A new enzyme identified by University of Maryland researchers has unique capabilities to combat life-threatening infections caused by Staphylococcus bacteria.
Associate Professor Dr. Daniel C. Nelson of the Department of Veterinary Medicine and the Institute for Biosciences and Biotechnology Research along with his team have discovered an enzyme that selectively targets the Staphylococcus bacteria and ruptures the bacteria cell wall, rendering the bacteria inactive. This new innovation is one of nine nominees for Invention of the Year Award.
The enzyme, PlyGRCS, is an endolysin enzyme that is actually produced by a bacteriophage (a virus that lives and multiplies inside bacteria) that cleaves the cell wall of Staphylococcus, Nelson said.
“Significantly, when we purify this enzyme and drop it on Staphylococcus aureus cells, the enzyme rapidly hydrolyzes and chews up the cell wall, which results in the death of the bacterium,” he said.
Nelson called this a novel approach and an alternative to traditional antibiotics.
“Since the enzyme utilizes a mechanism that is completely different from all known antibiotics, it works against all antibiotic-resistant Staphylococcus aureus, such as methicillin-resistant Staphylococcus aureus (MRSA) as well as vancomycin-resistant Staphylococcus aureus (VRSA),” he said.
Nelson explained that while there are many endolysins that can chew up the cell walls of MRSA effectively, the new enzyme can simultaneously cleave it in two places.
“PlyGRCS cleaves the same web in two dimensions, which is far more destabilizing, and ultimately leads to higher lytic (killing) activity for our enzyme compared to other known staphylococcal endolysins,” he said.

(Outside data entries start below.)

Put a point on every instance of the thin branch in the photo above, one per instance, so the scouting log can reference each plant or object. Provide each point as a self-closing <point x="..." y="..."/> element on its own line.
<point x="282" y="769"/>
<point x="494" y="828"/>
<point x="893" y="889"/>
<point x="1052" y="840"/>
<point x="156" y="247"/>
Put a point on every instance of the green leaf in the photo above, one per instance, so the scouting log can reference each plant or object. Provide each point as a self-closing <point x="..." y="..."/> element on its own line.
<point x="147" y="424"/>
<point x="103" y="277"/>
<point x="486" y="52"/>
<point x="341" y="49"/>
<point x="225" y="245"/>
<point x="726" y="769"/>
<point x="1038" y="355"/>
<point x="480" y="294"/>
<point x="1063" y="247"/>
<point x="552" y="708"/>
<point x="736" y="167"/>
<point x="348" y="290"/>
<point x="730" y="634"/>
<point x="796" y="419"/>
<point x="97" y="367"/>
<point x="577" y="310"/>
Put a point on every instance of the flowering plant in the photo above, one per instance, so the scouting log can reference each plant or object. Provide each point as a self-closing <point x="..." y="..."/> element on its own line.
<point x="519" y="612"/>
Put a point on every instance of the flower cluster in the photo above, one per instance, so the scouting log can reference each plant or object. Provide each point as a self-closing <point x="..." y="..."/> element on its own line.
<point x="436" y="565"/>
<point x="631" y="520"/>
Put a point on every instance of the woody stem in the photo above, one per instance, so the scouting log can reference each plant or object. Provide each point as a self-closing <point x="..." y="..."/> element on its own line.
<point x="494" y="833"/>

Nelson and his research group have successfully cultured this enzyme in bacterial cells.
“We took the gene for PlyGRCS, optimized the codon usage specific for expression in E. coli, and had the new gene artificially synthesized by a company. Obviously, for commercial use, large scale fermentation systems would be used which would further optimized the yield,” Nelson said.
“One may envision impregnating PlyGRCS in a bandage or wrap for these applications,” he said.

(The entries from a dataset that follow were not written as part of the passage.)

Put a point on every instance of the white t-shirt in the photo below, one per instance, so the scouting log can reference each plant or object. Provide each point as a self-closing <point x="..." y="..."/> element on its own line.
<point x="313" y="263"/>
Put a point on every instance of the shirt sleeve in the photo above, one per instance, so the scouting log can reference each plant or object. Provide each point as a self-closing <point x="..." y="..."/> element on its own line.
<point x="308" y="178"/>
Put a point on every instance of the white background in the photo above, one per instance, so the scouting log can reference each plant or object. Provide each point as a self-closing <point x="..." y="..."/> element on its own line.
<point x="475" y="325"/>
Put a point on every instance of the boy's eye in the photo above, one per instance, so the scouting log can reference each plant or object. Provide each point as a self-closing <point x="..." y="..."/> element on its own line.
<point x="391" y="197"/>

Other potential applications include using it against biofilm infections caused by staphylococci and treating bovine mastitis.
“We are applying for funds from the USDA to conduct therapeutic evaluation of PlyGRCS for bovine mastitis indications,” he said. Bovine mastitis in dairy cows is a significant problem, responsible for a $2 billion economic loss every year in the U.S. alone.

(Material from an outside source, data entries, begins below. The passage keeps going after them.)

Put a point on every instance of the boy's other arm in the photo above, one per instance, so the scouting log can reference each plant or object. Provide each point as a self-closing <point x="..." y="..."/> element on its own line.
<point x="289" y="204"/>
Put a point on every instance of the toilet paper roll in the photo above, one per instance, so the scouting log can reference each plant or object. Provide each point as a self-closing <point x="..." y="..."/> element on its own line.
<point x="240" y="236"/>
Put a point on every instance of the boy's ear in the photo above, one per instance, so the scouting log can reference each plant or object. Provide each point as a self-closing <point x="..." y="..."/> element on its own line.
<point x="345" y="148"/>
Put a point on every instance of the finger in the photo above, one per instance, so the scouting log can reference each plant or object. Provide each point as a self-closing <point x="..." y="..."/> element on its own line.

Nelson is currently working on evaluating the in vivo efficacy of PlyGRCS in animal models. In fact, this resulted from Nelson’s contact with the Office of Technology Commercialization (OTC).
“The OTC staff also relayed to me that they were contacted by a biotechnology company interested in PlyGRCS, but their interest would have been stronger if we had animal studies showing efficacy. This information helped shape our continued research on this enzyme,” he said.
Follow-up plans also include studying the anti-biofilm properties of this enzyme in central line catheter flow cells, for additional clinical application of the enzyme. Additionally, in order to improve the enzyme’s properties, bioengineering studies will be conducted to swap the enzyme’s binding domain with those of other staphylococcal endolysins.
“This would represent the ‘next generation’ of endolysins,” Nelson said.